Some instructions appear to combine computation and data movement. For
example, given the C code int* pi; ... ++(*pi); the compiler might
generate incl (%rax) rather than
movl (%rax), %ebx; incl %ebx; movl %ebx, (%rax). However, the
processor actually divides these complex instructions into tiny,
simpler, invisible instructions called microcode, because the simpler
instructions can be made to execute faster. The complex incl
instruction actually runs in three phases: data movement, then
computation, then data movement. This matters when we introduce
parallelism.
Different assembly syntaxes
There are actually multiple ways of writing x86-64 assembly. We use the “AT&T syntax”, which is distinguished from the “Intel syntax” by several features, but especially by the use of percent signs for registers.
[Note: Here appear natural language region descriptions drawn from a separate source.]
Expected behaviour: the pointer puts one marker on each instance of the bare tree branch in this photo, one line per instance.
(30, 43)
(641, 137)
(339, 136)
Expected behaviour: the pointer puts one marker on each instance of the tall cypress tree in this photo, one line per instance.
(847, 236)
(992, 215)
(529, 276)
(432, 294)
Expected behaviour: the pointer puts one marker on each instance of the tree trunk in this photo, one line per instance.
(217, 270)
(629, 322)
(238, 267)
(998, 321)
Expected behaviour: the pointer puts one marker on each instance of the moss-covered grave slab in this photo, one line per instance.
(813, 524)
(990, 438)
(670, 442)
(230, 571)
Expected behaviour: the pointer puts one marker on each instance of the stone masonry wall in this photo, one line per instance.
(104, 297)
Sadly, and just to make things more confusing, the Intel syntax puts destination registers before source registers.
Summary #
Today, we continued our journey into how the computer operates at the level just below C code: assembly language.
We saw that in assembly, there are computation and data movement instructions, and that the compiler often produces somewhat unexpected instruction sequences to make things faster. This is part of why we use compilers: they are incredibly smart at distilling our programs down into the fastest possible sequence of instructions.
Next time, we will look at how function calls work and how the assembly instructions actually manage the automatic lifetime memory in the stack segment. After that, we will leave the low-level world of assembly and start moving up the systems stack (no pun in intended)!